Even more amazing was some of the equipment they brought to class just for a chance to learn to ski.
My first skis were carved from hickory, had metal edges and one of the first safety bindings, which was nothing more than a round spool for a toe piece and a niche in the toe of the boot that fit on the spool. Loosen it to where the boot released, however, and the boot would fall out of the binding. Crank it down half a turn and nothing, not even a hit from a heavy hammer, separated the boot and binding.
The boots were leather, they were hard to lace and the only thing separating your foot and the freezing cold was a sock and a thin piece of leather.

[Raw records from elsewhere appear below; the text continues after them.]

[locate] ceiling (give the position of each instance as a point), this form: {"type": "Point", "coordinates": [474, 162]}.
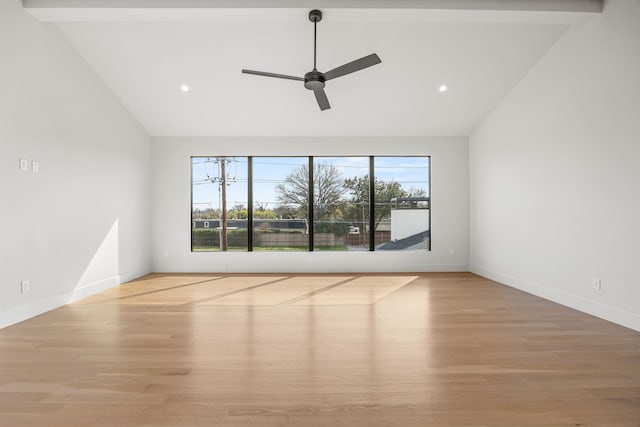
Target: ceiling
{"type": "Point", "coordinates": [144, 55]}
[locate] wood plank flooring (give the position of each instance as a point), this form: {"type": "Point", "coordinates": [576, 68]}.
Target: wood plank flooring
{"type": "Point", "coordinates": [445, 349]}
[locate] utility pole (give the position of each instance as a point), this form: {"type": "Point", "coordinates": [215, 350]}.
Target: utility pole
{"type": "Point", "coordinates": [223, 183]}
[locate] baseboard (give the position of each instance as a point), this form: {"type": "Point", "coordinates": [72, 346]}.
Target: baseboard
{"type": "Point", "coordinates": [594, 308]}
{"type": "Point", "coordinates": [26, 311]}
{"type": "Point", "coordinates": [311, 269]}
{"type": "Point", "coordinates": [35, 308]}
{"type": "Point", "coordinates": [93, 288]}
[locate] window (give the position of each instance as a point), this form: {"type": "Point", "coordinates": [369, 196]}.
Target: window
{"type": "Point", "coordinates": [280, 203]}
{"type": "Point", "coordinates": [401, 213]}
{"type": "Point", "coordinates": [310, 203]}
{"type": "Point", "coordinates": [341, 203]}
{"type": "Point", "coordinates": [219, 194]}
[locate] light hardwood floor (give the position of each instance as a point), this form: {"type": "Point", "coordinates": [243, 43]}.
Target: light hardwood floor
{"type": "Point", "coordinates": [446, 349]}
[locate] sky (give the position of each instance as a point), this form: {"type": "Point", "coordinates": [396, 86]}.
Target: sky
{"type": "Point", "coordinates": [268, 172]}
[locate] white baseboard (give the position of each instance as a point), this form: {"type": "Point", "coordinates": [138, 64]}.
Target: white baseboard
{"type": "Point", "coordinates": [93, 288]}
{"type": "Point", "coordinates": [26, 311]}
{"type": "Point", "coordinates": [306, 268]}
{"type": "Point", "coordinates": [604, 311]}
{"type": "Point", "coordinates": [42, 305]}
{"type": "Point", "coordinates": [127, 276]}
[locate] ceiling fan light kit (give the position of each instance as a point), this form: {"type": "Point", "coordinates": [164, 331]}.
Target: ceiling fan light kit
{"type": "Point", "coordinates": [315, 80]}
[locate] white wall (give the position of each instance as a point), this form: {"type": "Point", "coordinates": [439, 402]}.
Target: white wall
{"type": "Point", "coordinates": [82, 222]}
{"type": "Point", "coordinates": [171, 205]}
{"type": "Point", "coordinates": [555, 175]}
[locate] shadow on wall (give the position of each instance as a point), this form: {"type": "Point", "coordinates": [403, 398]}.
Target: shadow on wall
{"type": "Point", "coordinates": [102, 271]}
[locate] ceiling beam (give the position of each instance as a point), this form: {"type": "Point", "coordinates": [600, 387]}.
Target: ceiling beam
{"type": "Point", "coordinates": [555, 11]}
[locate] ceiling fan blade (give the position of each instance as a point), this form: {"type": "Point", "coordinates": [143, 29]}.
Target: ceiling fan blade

But at the time, they were state-of-the-art.
I remember the late Alf Engen, one of the founders of the ski school, telling me about young kids, no older than 5 or 6, showing up at the first class wearing their dad's galoshes for ski boots. A new pair of boots at the time cost $7. Skis were $15.

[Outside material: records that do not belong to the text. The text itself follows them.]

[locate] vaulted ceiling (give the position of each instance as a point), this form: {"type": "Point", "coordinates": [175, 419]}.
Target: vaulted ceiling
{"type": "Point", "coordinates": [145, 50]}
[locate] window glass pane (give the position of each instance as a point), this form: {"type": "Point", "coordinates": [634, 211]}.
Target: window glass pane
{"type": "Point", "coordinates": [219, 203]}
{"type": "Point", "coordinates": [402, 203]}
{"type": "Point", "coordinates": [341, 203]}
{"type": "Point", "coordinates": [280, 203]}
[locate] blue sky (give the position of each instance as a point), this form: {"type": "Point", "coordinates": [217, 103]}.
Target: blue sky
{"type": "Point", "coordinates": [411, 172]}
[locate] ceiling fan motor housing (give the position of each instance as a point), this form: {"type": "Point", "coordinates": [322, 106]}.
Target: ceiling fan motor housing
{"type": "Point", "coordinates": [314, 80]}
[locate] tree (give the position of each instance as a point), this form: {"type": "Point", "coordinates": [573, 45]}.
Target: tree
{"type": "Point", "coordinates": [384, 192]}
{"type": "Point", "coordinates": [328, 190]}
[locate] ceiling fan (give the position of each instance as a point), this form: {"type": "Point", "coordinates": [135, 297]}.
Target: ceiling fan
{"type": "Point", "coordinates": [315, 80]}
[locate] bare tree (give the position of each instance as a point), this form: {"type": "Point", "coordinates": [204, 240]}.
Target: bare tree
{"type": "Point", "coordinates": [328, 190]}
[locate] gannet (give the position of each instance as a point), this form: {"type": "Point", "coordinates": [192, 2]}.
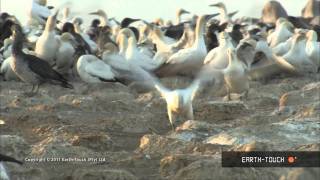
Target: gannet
{"type": "Point", "coordinates": [266, 63]}
{"type": "Point", "coordinates": [283, 47]}
{"type": "Point", "coordinates": [224, 16]}
{"type": "Point", "coordinates": [65, 17]}
{"type": "Point", "coordinates": [93, 30]}
{"type": "Point", "coordinates": [82, 46]}
{"type": "Point", "coordinates": [5, 31]}
{"type": "Point", "coordinates": [236, 34]}
{"type": "Point", "coordinates": [282, 32]}
{"type": "Point", "coordinates": [104, 21]}
{"type": "Point", "coordinates": [297, 55]}
{"type": "Point", "coordinates": [31, 69]}
{"type": "Point", "coordinates": [127, 21]}
{"type": "Point", "coordinates": [93, 70]}
{"type": "Point", "coordinates": [134, 56]}
{"type": "Point", "coordinates": [162, 42]}
{"type": "Point", "coordinates": [77, 22]}
{"type": "Point", "coordinates": [213, 28]}
{"type": "Point", "coordinates": [271, 11]}
{"type": "Point", "coordinates": [179, 101]}
{"type": "Point", "coordinates": [38, 13]}
{"type": "Point", "coordinates": [311, 9]}
{"type": "Point", "coordinates": [64, 57]}
{"type": "Point", "coordinates": [3, 173]}
{"type": "Point", "coordinates": [7, 48]}
{"type": "Point", "coordinates": [179, 13]}
{"type": "Point", "coordinates": [235, 75]}
{"type": "Point", "coordinates": [48, 43]}
{"type": "Point", "coordinates": [187, 38]}
{"type": "Point", "coordinates": [188, 61]}
{"type": "Point", "coordinates": [313, 47]}
{"type": "Point", "coordinates": [217, 57]}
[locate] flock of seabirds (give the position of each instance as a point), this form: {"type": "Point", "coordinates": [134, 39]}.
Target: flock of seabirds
{"type": "Point", "coordinates": [213, 50]}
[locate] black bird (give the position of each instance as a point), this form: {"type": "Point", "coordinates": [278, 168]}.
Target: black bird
{"type": "Point", "coordinates": [31, 69]}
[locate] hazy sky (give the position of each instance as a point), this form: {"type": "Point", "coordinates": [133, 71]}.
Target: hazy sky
{"type": "Point", "coordinates": [151, 9]}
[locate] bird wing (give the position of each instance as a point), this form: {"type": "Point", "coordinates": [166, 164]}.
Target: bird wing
{"type": "Point", "coordinates": [210, 56]}
{"type": "Point", "coordinates": [100, 69]}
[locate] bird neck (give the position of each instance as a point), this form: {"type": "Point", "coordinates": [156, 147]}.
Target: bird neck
{"type": "Point", "coordinates": [223, 15]}
{"type": "Point", "coordinates": [199, 39]}
{"type": "Point", "coordinates": [17, 44]}
{"type": "Point", "coordinates": [104, 20]}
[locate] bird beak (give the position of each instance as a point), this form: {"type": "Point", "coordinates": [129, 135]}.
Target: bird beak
{"type": "Point", "coordinates": [211, 16]}
{"type": "Point", "coordinates": [94, 13]}
{"type": "Point", "coordinates": [215, 5]}
{"type": "Point", "coordinates": [184, 11]}
{"type": "Point", "coordinates": [55, 14]}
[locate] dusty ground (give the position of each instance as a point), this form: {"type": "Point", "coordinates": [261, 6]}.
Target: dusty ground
{"type": "Point", "coordinates": [130, 134]}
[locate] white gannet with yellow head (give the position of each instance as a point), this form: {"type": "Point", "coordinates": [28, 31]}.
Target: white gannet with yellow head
{"type": "Point", "coordinates": [38, 13]}
{"type": "Point", "coordinates": [48, 43]}
{"type": "Point", "coordinates": [179, 101]}
{"type": "Point", "coordinates": [313, 47]}
{"type": "Point", "coordinates": [179, 13]}
{"type": "Point", "coordinates": [65, 53]}
{"type": "Point", "coordinates": [104, 21]}
{"type": "Point", "coordinates": [218, 57]}
{"type": "Point", "coordinates": [93, 70]}
{"type": "Point", "coordinates": [297, 55]}
{"type": "Point", "coordinates": [283, 31]}
{"type": "Point", "coordinates": [188, 61]}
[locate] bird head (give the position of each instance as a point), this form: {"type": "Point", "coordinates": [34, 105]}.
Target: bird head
{"type": "Point", "coordinates": [182, 11]}
{"type": "Point", "coordinates": [99, 13]}
{"type": "Point", "coordinates": [219, 5]}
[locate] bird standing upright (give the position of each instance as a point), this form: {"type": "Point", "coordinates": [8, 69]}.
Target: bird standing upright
{"type": "Point", "coordinates": [32, 69]}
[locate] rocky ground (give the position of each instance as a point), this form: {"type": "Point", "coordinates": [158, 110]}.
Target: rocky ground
{"type": "Point", "coordinates": [131, 135]}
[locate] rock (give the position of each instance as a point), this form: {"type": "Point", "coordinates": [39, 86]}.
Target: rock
{"type": "Point", "coordinates": [307, 96]}
{"type": "Point", "coordinates": [155, 145]}
{"type": "Point", "coordinates": [30, 173]}
{"type": "Point", "coordinates": [99, 173]}
{"type": "Point", "coordinates": [213, 111]}
{"type": "Point", "coordinates": [302, 174]}
{"type": "Point", "coordinates": [99, 142]}
{"type": "Point", "coordinates": [222, 139]}
{"type": "Point", "coordinates": [211, 169]}
{"type": "Point", "coordinates": [14, 146]}
{"type": "Point", "coordinates": [170, 165]}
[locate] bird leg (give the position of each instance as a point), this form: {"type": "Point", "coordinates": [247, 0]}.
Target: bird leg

Even that, however, didn't always fit into the family budget, so they came with what was available or what they couldfind. To make the rubber boots fit, kids stuffed newspaper in the toes. And since the old bear-trap bindings wouldn't work, they strapped the rubber boots to the skis with leather straps.
It wasn't uncommon to see kids with skis three times taller than they were.
Imagine trying to ski on skis that long, rubber boots and on snow that can best be described as early crud.
Engen told me that about all the kids could do was go straight, and when they wanted to stop, fall. "But, they had a good time. And, they wanted to ski," he once told me.
I remember talking with Junior Bounous, director of skiing at Snowbird and an early pioneer in skiing, and asked about his early days.
He told me he grew up on a fruit farm in Provo. When he was 8, his father cut a barrel stave in half and strapped it to his feet so he could slide straight down the hills on the farm. When he was 11, his mother bought him a pair of extremely long skis and he slid faster and straighter.
"What turns I made were by accident. Simply to stop," he told me. Even his very first linked turns, made on a frosty hill on the farm in the spring, were accidents.
There's no question, today's skiers are spoiled me included.
With today's shaped skis, a skier needs only to sneeze and they turn. Boots are warm and comfortable and easy to slip into, and bindings actually release.
The best part is the ski runs are packed smooth, and not occasionally, but at the end of each day.
Compare this to skiing on 7-foot skis with no metal edges, bindings that never release, ill-fitting ski boots and ski runs chopped up and filled with moguls, and you have to wonder just how skiing ever got to where it is now.